Tama Tobias-Macht und Johanna Sunder-Plassmann haben genauer hingesehen, wollen die Leute sichtbar machen, die wir oft nicht sehen wollen, ihnen eine Geschichte und ihre Persönlichkeit zurückgeben, die sich unter dem Dreck, den abgetragenen Klamotten und hinter den riesigen Plastiktüten versteckt. Vier Beispiele haben sich die zwei dafür ausgesucht: Matze, Elvis, Peter und Sergio heißen sie, leben irgendwo da draußen. Draußen ganz wörtlich, wenn sie unter dem freien Himmel oder dem Lärm einer Straßenbrücke schlafen. Draußen im übertragenen Sinn, wenn sie schon lange kein Teil der Gesellschaft mehr sind.
Viele Wege führen nach draußen
Die Gründe dafür sind unterschiedlichster Natur. Mal haben sie Mist gebaut, mal hatten sie einfach Pech. Oder sie haben es einfach nicht mehr ausgehalten. Mit 37 noch bei den Eltern zu leben, erzählt der eine, das wäre ihm zu peinlich gewesen. Also lebte er lieber gleich auf der Straße, wo er sich niemandem gegenüber rechtfertigen muss. An manchen Stellen neigt draußen, das auf der Berlinale 2018 Premiere feierte, auch dazu, dieses freie Leben etwas zu romantisieren. Fast schon idyllisch ist es, wie es sich die vier da zurechtmachen, eine eigene kleine Wohnung, nur eben ohne die Wände.
Gegenstände spielen dabei eine erstaunlich große Rolle. Tobias-Macht und Sunder-Plassmann haben es sich nicht einfach am Lagerfeuer gemütlich gemacht, sondern nutzen das wenige Hab und Gut, das ihren Gesprächspartnern geblieben ist, um so mit ihnen eine kleine Reise in die Vergangenheit zu machen. Die vier erzählen, was es mit den Objekten auf sich hat, welche Bedeutung diese für sie haben. Nach und nach lernen wir auf diese Weise die Menschen dahinter kennen, erfahren, auf welchen Wegen sie hinaus fanden, raus aus allem.

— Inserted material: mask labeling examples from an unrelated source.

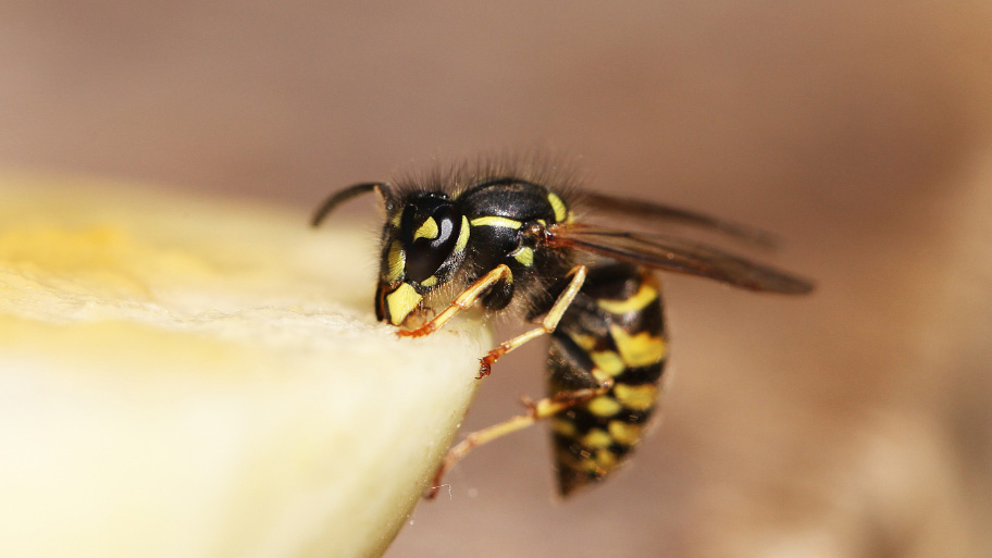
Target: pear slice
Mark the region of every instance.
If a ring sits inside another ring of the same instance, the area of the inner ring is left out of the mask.
[[[307,218],[0,174],[0,556],[385,550],[491,339],[375,324],[374,234]]]

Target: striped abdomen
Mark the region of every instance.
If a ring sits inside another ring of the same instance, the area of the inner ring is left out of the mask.
[[[625,263],[590,268],[582,290],[551,335],[548,394],[600,385],[608,393],[551,418],[558,489],[599,481],[641,439],[668,354],[658,284]]]

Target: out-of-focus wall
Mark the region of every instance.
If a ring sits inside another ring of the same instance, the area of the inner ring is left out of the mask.
[[[628,471],[554,504],[533,429],[389,556],[983,556],[989,28],[960,0],[7,2],[0,164],[305,218],[433,157],[537,148],[769,228],[817,294],[668,280],[674,381]],[[501,361],[467,429],[540,395],[542,358]]]

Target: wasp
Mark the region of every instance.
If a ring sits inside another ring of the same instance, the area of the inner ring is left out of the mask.
[[[593,224],[596,215],[708,230],[767,245],[760,231],[647,201],[583,191],[554,172],[493,165],[395,183],[362,183],[320,206],[375,193],[385,209],[375,315],[408,337],[429,335],[472,307],[522,315],[535,327],[481,358],[550,338],[547,395],[526,412],[469,434],[437,470],[427,497],[470,450],[550,422],[562,496],[607,478],[641,442],[669,355],[655,270],[749,290],[799,295],[810,282],[671,235]]]

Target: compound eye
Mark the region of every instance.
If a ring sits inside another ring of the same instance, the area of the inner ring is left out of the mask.
[[[421,282],[441,268],[461,232],[461,213],[451,203],[433,208],[425,220],[416,219],[417,208],[412,204],[404,210],[404,244],[407,246],[407,277]]]

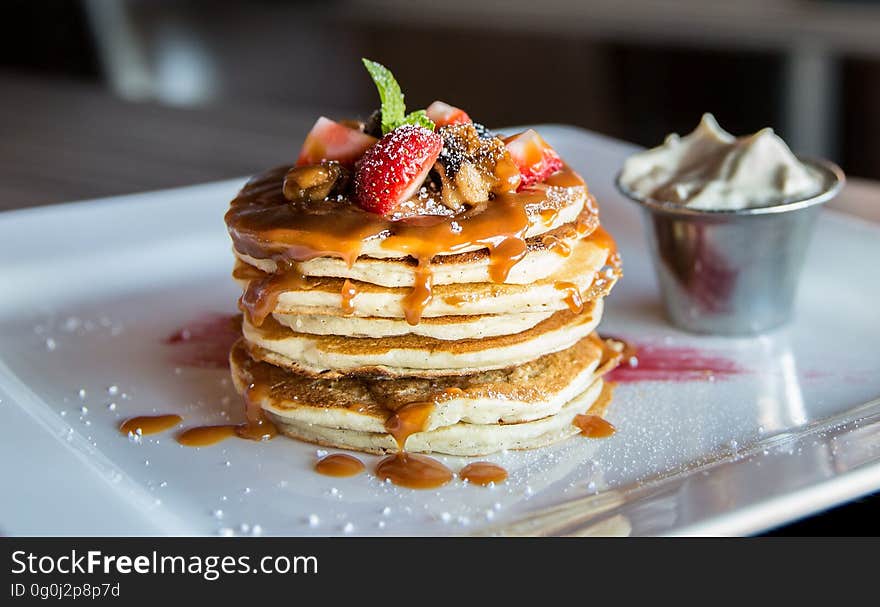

Zwischen Abgrund und Presley
Die Geschichten, die wir dabei hören, sind oft natürlich traurig, erzählen von Einsamkeit, Vernachlässigung, Misshandlung. Und doch ist draußen kein Film, der sich in dem Elend seiner Protagonisten badet. Auch deshalb nicht, weil sie es selbst nicht tun. Sie haben sich mit ihrem Leben gut arrangiert, sind zu Überlebenskünstlern geworden, die vielleicht nicht zum Vorbild reichen, aber zumindest nachdenklich stimmen als Gegenentwurf zu der Überflussgesellschaft. Wer erfährt, wie jemand mit nur vier gefundenen Pfandflaschen am Tag über die Runden kommen kann, der stellt doch einiges in Frage.
Gleichzeitig hat der Dokumentarfilm einen gewissen Unterhaltungswert. Das große Faible des einen für die Musik von Elvis Presley entlockt einem ebenso ein Schmunzeln wie sein Bemühen, seinen Schlafplatz hübsch herzurichten – Tischdecke und Blümchen inklusive. Doch das Kuriose geht eben mit dem Kritischen einher. Vorurteile gegenüber Obdachlosen werden ebenso angesprochen wie bürokratische Zumutungen. Das Leben auf der Straße ist dann eben doch kein reines Fest der Freiheit, wohl aber ein sehenswerter Anblick, und sei es nur für die 80 Minuten, die der Film vom Publikum einfordert.